For Model 2, assuming no correlation in the presence of correlation also biases the results. The difference between Model 2 and Model 5 is most clear in the larger and highly correlated populations, e.g. men aged 20-30 and women aged 20-30. In both cases, assuming no correlation leads to underestimating the prevalence. The bias from the missing correlation structure seems to diminish, but not disappear entirely, as the number of respondents increases to 10,000.

X? Z? Correlated?
Model 1 No No No
Model 2 Yes Yes No
Model 3 Yes No Yes
Model 4 No Yes Yes
Model 5 Yes Yes Yes
Table 3: Summary of models fit in simulation study

Figure 5: Estimated values under different model assumptions.

7 Practical Advice

In this section, we offer guidance on how to better collect and analyze ARD.

Level of respect: The first suggestion is to phrase “level of respect” questions to maximize the correlation between the level of respect and the ARD. In Ukraine, the level of respect question was phrased as, “What level of respect do following groups have in Ukraine…”. The phrasing focuses on how people in Ukraine feel about the groups rather than how the respondent feels, leading to a weaker relationship between the level of respect and ARD responses.
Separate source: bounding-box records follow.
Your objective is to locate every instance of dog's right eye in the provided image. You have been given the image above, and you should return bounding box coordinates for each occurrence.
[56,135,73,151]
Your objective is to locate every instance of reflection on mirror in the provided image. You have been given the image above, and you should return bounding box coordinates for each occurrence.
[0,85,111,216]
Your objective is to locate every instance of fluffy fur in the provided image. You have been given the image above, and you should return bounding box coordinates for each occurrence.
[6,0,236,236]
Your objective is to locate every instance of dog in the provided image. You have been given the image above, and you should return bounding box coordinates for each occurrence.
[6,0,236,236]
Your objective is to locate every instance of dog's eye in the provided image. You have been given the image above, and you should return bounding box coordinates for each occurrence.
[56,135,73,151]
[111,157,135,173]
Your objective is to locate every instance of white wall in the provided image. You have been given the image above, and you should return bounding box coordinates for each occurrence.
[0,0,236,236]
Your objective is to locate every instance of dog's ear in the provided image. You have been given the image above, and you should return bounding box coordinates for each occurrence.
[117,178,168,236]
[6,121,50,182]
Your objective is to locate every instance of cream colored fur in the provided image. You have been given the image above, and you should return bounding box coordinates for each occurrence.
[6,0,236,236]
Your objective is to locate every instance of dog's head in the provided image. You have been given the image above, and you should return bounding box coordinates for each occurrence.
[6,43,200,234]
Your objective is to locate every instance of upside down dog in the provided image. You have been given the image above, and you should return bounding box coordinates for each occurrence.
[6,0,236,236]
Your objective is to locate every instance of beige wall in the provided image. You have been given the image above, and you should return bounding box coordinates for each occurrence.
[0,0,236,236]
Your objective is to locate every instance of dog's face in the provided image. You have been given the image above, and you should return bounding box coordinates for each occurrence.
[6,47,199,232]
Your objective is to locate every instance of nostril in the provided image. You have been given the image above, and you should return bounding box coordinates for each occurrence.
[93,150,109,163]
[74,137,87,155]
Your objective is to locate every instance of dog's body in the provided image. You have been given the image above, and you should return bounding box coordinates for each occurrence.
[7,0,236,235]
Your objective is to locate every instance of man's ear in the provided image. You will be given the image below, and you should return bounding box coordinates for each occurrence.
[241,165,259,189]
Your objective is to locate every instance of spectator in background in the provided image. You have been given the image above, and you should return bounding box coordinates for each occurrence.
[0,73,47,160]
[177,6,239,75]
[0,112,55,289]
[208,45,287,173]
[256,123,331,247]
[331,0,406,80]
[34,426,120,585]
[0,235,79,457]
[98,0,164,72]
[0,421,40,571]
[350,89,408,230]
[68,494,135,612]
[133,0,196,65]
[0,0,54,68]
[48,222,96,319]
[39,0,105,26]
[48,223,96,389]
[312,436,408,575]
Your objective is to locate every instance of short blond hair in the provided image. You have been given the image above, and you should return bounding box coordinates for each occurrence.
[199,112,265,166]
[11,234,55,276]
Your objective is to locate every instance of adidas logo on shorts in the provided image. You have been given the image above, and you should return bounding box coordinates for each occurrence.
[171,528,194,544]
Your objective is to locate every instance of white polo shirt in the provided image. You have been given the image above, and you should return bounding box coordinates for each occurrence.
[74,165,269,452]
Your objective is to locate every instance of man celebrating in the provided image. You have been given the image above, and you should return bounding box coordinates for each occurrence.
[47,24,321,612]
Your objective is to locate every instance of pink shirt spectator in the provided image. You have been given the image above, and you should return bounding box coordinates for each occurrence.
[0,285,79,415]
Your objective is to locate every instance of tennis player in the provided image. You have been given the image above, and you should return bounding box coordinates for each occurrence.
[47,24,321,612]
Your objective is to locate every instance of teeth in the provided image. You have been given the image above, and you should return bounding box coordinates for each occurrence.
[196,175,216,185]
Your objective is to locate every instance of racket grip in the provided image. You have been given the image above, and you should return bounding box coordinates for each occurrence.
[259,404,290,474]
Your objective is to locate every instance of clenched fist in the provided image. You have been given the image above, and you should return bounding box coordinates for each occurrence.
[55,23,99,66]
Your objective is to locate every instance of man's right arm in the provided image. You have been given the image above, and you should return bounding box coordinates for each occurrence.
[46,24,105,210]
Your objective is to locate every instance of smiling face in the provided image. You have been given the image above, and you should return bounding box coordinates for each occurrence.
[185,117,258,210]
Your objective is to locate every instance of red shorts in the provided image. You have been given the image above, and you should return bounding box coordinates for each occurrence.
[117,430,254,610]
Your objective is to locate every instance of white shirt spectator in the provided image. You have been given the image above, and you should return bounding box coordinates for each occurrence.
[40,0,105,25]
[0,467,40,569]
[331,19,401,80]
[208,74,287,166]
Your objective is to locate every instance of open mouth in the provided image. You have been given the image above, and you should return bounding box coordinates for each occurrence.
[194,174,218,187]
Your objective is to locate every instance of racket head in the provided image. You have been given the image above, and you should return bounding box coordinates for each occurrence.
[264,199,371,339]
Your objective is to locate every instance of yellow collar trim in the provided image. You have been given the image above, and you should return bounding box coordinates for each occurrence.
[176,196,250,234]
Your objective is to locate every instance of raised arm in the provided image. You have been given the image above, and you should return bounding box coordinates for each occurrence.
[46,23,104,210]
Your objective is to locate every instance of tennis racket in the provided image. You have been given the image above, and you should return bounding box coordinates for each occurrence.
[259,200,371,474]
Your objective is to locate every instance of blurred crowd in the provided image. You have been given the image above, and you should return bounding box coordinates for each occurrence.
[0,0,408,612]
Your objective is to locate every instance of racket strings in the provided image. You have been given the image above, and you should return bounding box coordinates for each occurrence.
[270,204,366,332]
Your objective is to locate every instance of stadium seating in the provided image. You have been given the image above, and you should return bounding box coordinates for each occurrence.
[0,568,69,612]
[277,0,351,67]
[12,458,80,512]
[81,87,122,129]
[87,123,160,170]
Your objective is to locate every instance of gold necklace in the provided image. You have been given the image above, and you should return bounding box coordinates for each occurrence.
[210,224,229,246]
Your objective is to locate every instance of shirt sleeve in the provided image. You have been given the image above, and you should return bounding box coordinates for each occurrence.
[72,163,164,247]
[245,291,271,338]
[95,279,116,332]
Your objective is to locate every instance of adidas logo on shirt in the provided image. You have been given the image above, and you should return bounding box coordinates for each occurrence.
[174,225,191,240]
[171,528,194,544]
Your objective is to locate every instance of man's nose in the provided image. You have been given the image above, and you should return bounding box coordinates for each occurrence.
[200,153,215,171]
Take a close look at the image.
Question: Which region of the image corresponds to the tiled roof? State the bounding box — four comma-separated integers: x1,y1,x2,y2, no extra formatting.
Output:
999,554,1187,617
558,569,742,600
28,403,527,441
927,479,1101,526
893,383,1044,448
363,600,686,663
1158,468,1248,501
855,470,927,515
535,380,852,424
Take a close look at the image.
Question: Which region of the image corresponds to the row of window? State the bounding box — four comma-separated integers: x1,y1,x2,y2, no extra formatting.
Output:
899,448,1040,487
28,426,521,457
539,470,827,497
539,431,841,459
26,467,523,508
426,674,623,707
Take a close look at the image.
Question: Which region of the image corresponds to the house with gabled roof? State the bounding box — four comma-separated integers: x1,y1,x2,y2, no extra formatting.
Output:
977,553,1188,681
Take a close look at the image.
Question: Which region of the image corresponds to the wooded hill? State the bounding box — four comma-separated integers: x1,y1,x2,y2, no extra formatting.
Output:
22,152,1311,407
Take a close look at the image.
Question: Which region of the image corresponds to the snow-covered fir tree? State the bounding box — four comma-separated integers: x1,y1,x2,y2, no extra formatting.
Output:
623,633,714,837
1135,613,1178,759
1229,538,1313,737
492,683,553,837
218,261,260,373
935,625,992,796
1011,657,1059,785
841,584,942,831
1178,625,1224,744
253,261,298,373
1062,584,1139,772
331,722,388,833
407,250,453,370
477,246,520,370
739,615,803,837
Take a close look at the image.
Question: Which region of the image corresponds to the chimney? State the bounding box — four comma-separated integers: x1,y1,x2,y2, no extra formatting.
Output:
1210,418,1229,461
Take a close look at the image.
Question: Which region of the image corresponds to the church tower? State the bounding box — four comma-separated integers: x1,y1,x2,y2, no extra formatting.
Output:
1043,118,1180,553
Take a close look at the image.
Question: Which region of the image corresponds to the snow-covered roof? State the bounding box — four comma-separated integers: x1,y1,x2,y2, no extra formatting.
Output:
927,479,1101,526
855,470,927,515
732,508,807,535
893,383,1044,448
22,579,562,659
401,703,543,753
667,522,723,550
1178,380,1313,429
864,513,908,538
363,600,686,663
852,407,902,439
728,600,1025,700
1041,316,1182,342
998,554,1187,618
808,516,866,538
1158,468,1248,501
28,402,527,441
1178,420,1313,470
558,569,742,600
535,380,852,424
However, in Teo et al. (2019), their measure of respondent social acceptability rating of the hard-to-reach populations results in a closer connection between the ARD and the level of respect. For the three shared hard-to-reach groups (FSW, MSM, and IDU), the pairwise correlations in Ukraine between the number of people the respondent reports knowing and their level of respect for the three groups are 0.038, 0.031, and 0.020, respectively. On the other hand, the pairwise correlations in Singapore are 0.040, 0.129, and 0.131, respectively. Thus while level of respect does not seem to be correlated strongly to the number of FSW respondents know in either sample, the level of respect does seem to be a relatively strong predictor for MSM and IDU in the Singapore data. While there may not always be a connection between ARD and level of respect questions, it is important to ensure that questions are phrased in order to detect as much correlation as possible.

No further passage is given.